CHIN provides vital healthcare linkages

Healthcare Financial Management, Jan, 1994 by James J. Moynihan, Kathryn Norman

When the term "electronic data interchange" (EDI) was first introduced, it referred to purchase orders, electronic claims, and electronic remittance processing. Those EDI applications are becoming commonplace now, however, and new applications for EDI technology are being developed. Healthcare financial managers should expect that the electronic data highways used for claims traffic eventually will transport both financial and clinical information. These electronic exchanges will not only be between payers and providers but also between hospitals, laboratories, physicians, and allied health professionals. The name commonly given to this view of an electronically linked healthcare world is the community healthcare information network (CHIN).

The community healthcare information network (CHIN) means different things to different people. But all agree that to create such networks every provider will have to have computers linked to other providers' computers via telephone lines. CHINs will thus form healthcare systems that will allow the transmission of information among multiple healthcare provider and payer organizations. Some see a future where information will be transferred among providers as easily as making a telephone call. Others see a central mainframe computer playing a new role as an "information utility." A mainframe central databank could provide a repository for information about insurance eligibility and solve coordination of benefits issues. It also could store the patient records of individuals in a particular region.

Some healthcare professionals prefer the decentralized maintenance of information version of CHIN, while others prefer the central databank version. All, however, agree that either version will be an improvement over the existing system where information is maintained in many separate locations and the primary means of information exchange is the U.S. mail or a facsimile machine.

CHINs are a solution for a healthcare system that is anything but a "system." One reason health care is so expensive is that it is delivered through a fragmented, $800 billion cottage industry. For the healthcare industry to be more efficient, information must be easily accessible and transferable. For example, when a physician refers a patient to another physician or to a hospital, that patient's medical record should be immediately accessible by the other physician or hospital.

If the administration of the healthcare system were patient-focused, transferring a patient's medical record would be simple. Currently, however, the administration of the healthcare system is payment-focused, with a vast workforce employed processing claims data. This focus on claims data has been required to maintain cash flow. No provider has ever been denied a payment because of a lack of a computer-based patient record or inability to transfer a record electronically. To date, providers have had little incentive to develop methods for electronically sharing data with each other.

Users and uses

Who will use CHINs? Employers and other plan sponsors; claims adjudicators, including insurance companies, health maintenance organizations (HMOs), and third-party administrators (TPAs); review organizations, such as preferred provider organizations (PPOs), utilization review, and case management companies; and providers. These participants and some of the transactions that can be exchanged are illustrated in Exhibit 1.

CHINs, as envisioned by most of its advocates, also are utilities to move, and perhaps store, clinical as well as financial data. In contrast to EDI initiatives that only seek to automate transaction flows between payers and providers, CHINs should link providers with one another. As illustrated in Exhibit 2, financial, demographic, and clinical data need to be exchanged in the following transactions:

* The referral of a patient from a primary-care physician to a specialist,

* The discharge of a patient from a hospital and subsequent admission to a nursing home or a visiting nurse service,

* The transmission of laboratory reports to physicians and physician orders to a hospital, and

* The transmission of prescription information by a physician to a pharmacy or home healthcare supplier.

How will CHINS become reality?

It is exciting to think about an electronically linked future, but there are many questions that must be answered before that future becomes reality.

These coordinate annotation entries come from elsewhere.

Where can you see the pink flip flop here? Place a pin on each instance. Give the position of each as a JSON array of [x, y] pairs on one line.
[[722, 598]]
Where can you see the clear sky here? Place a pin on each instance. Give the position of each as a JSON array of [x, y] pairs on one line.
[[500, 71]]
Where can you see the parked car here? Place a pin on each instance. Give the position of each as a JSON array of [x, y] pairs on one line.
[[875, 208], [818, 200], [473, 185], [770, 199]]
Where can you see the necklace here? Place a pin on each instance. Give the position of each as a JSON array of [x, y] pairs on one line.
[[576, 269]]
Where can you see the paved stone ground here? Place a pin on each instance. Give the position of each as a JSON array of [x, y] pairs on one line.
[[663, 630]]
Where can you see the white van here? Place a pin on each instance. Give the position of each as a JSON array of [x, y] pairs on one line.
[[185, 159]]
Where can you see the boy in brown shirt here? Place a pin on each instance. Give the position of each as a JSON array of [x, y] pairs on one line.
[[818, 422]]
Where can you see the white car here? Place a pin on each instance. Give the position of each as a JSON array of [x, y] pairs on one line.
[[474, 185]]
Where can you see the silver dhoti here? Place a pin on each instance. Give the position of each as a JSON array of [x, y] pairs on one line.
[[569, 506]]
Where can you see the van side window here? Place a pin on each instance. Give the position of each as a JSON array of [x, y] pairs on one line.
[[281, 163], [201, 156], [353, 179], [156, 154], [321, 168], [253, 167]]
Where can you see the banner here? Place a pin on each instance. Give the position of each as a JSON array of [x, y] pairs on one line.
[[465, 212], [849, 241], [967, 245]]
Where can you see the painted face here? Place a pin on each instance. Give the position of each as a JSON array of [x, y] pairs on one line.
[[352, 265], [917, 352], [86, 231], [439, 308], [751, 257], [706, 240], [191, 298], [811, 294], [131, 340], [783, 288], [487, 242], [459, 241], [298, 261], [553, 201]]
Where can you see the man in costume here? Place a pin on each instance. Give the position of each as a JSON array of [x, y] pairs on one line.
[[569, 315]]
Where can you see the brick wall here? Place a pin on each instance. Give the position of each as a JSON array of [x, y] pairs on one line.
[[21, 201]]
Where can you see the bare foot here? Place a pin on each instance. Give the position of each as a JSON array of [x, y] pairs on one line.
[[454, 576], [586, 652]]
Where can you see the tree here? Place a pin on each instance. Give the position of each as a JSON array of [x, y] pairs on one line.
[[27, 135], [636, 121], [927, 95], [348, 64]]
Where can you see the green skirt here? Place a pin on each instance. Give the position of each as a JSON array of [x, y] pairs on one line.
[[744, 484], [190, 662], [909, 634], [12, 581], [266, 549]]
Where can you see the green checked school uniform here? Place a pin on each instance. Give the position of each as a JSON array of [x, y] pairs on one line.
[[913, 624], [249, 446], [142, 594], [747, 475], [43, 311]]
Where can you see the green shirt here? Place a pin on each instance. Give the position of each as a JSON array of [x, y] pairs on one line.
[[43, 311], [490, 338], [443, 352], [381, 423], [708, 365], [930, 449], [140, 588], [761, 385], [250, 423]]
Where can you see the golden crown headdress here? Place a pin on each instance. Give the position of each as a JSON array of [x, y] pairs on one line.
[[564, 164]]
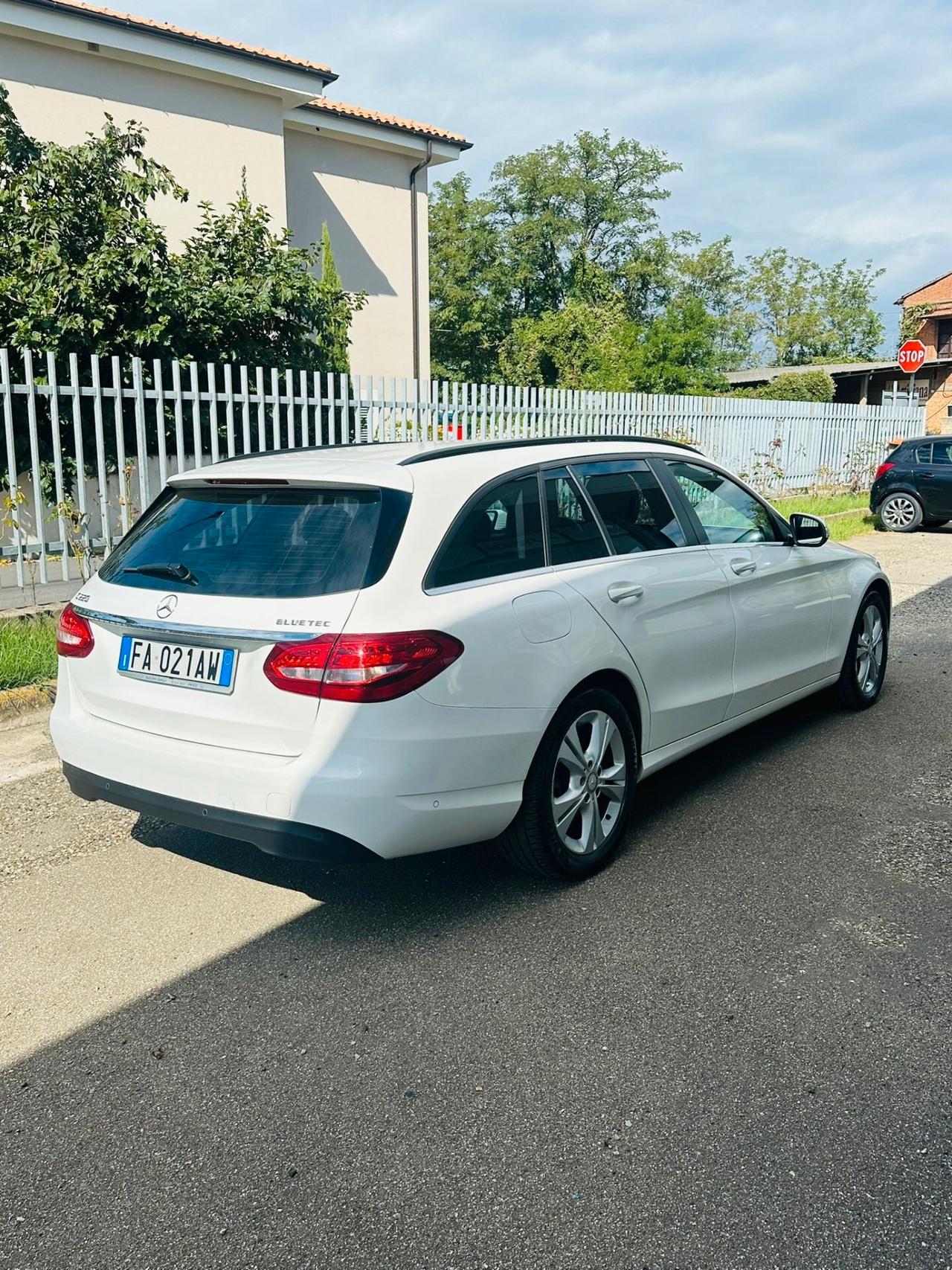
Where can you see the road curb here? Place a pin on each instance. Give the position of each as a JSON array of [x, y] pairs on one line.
[[21, 704]]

Will healthcare financial managers who invest today in the capacity to do business electronically be entering the market prematurely? Is the technology mature? How will physicians be convinced to participate in such a future? When and how will changes required occur?

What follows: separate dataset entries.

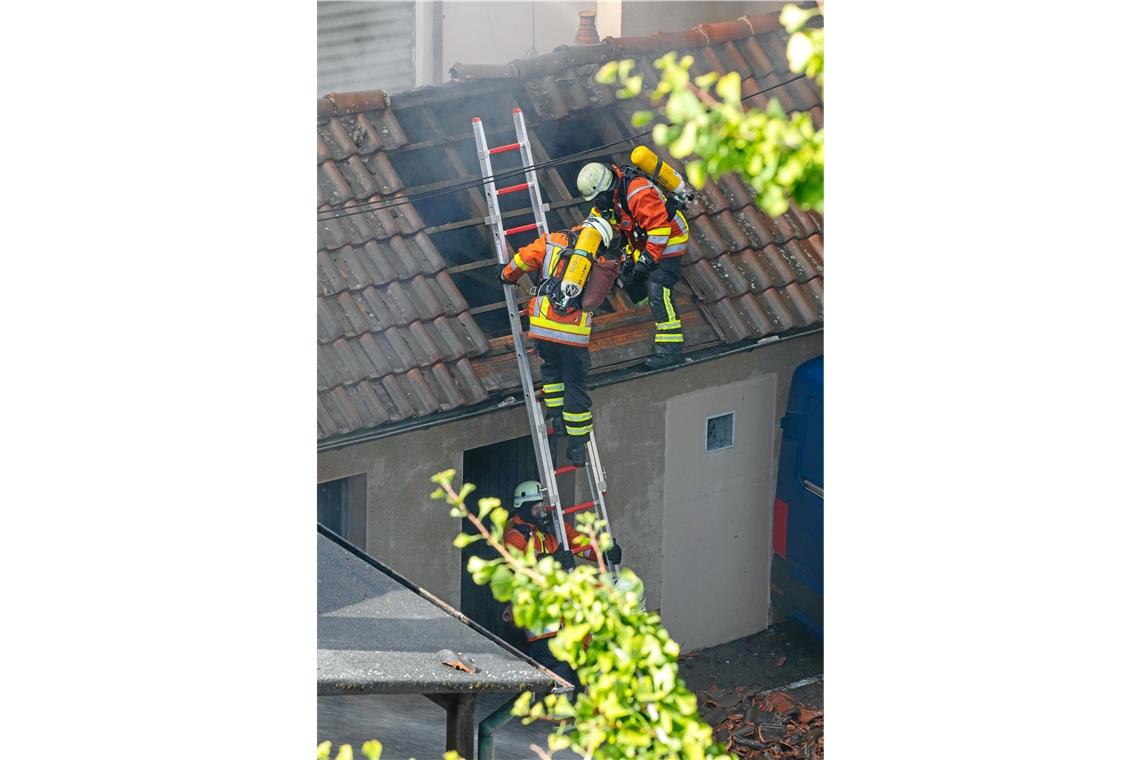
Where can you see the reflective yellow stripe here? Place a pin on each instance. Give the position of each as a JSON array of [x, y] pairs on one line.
[[559, 335], [643, 187]]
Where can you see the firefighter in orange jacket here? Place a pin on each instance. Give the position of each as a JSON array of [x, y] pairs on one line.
[[531, 523], [657, 234], [562, 337]]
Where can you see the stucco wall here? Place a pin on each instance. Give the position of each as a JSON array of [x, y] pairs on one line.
[[414, 534]]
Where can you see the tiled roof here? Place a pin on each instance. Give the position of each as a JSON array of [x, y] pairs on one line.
[[397, 336]]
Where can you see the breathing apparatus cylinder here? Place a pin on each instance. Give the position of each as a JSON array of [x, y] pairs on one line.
[[648, 161], [581, 261]]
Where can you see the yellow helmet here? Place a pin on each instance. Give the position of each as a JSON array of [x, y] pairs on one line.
[[594, 178]]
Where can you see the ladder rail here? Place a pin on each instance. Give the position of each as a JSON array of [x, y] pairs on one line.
[[534, 410]]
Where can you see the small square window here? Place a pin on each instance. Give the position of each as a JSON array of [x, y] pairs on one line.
[[719, 432]]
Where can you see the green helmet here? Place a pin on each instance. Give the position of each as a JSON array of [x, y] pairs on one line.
[[528, 491], [594, 178]]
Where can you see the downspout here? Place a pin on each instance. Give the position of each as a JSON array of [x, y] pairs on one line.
[[488, 726]]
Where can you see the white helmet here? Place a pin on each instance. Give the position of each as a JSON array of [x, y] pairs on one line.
[[602, 227], [527, 491], [594, 178]]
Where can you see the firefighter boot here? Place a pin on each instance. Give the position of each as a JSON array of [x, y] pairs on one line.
[[576, 451], [559, 425]]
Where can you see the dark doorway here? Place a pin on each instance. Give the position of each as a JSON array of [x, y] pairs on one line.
[[341, 507], [495, 471]]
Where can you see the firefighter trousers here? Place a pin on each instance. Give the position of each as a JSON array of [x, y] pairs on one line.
[[564, 394], [668, 337]]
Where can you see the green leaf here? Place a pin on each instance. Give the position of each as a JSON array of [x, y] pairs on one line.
[[558, 742], [683, 145], [641, 117], [466, 539], [501, 582]]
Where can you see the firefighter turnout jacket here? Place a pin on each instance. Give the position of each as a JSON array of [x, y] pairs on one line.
[[643, 218], [519, 533], [545, 259]]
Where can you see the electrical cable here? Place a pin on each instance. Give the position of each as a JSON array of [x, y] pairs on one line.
[[377, 205]]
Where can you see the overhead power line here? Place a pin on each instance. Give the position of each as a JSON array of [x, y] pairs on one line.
[[459, 187]]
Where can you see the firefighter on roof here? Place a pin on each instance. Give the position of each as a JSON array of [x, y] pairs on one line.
[[560, 327], [656, 231]]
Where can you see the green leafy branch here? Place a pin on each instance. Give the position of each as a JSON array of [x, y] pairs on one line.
[[633, 703], [707, 124]]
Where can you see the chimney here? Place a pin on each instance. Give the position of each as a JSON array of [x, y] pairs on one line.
[[587, 30]]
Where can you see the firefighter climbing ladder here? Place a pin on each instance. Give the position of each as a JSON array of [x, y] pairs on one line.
[[546, 471]]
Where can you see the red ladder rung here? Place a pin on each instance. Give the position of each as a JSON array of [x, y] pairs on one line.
[[578, 507], [513, 188], [521, 229]]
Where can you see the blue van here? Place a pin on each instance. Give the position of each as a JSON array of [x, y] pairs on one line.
[[797, 522]]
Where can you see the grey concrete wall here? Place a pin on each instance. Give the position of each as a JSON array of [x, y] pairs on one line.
[[497, 32], [718, 514], [414, 534]]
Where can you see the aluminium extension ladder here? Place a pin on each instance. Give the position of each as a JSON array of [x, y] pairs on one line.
[[538, 432]]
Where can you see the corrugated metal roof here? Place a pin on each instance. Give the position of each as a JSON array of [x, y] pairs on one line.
[[408, 321], [366, 45]]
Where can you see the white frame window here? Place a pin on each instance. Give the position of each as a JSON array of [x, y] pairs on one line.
[[732, 431]]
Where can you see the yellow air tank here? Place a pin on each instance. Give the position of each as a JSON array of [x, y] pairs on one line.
[[646, 161], [581, 261]]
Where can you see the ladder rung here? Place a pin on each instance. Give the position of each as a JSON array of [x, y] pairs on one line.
[[578, 507], [513, 188]]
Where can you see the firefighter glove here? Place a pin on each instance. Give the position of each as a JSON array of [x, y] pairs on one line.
[[645, 264]]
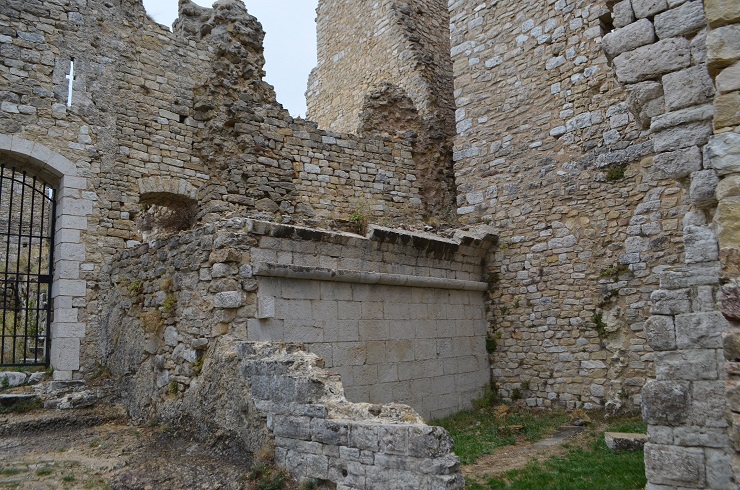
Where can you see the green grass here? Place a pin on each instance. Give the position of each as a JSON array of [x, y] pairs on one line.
[[480, 431], [592, 467]]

Most experts recognize that the implementation of a CHIN is inevitable because of two related developments: electronic claims processing and the computer-based patient record. The initiative for electronic claims processing has tremendous momentum. Some providers, of course, will do only the bare minimum to be in compliance with Medicare mandates. Others will use the investment needed to comply with Medicare rules as a foundation on which to expand their electronic data interchange (EDI) capabilities. Those hospitals that develop an organizational structure, nurture vendor relationships, and train their employees to do business electronically will be the first to link with other providers in the CHIN model. If a hospital is seeking closer relations with key physician groups, the ability of its systems to communicate is of critical importance.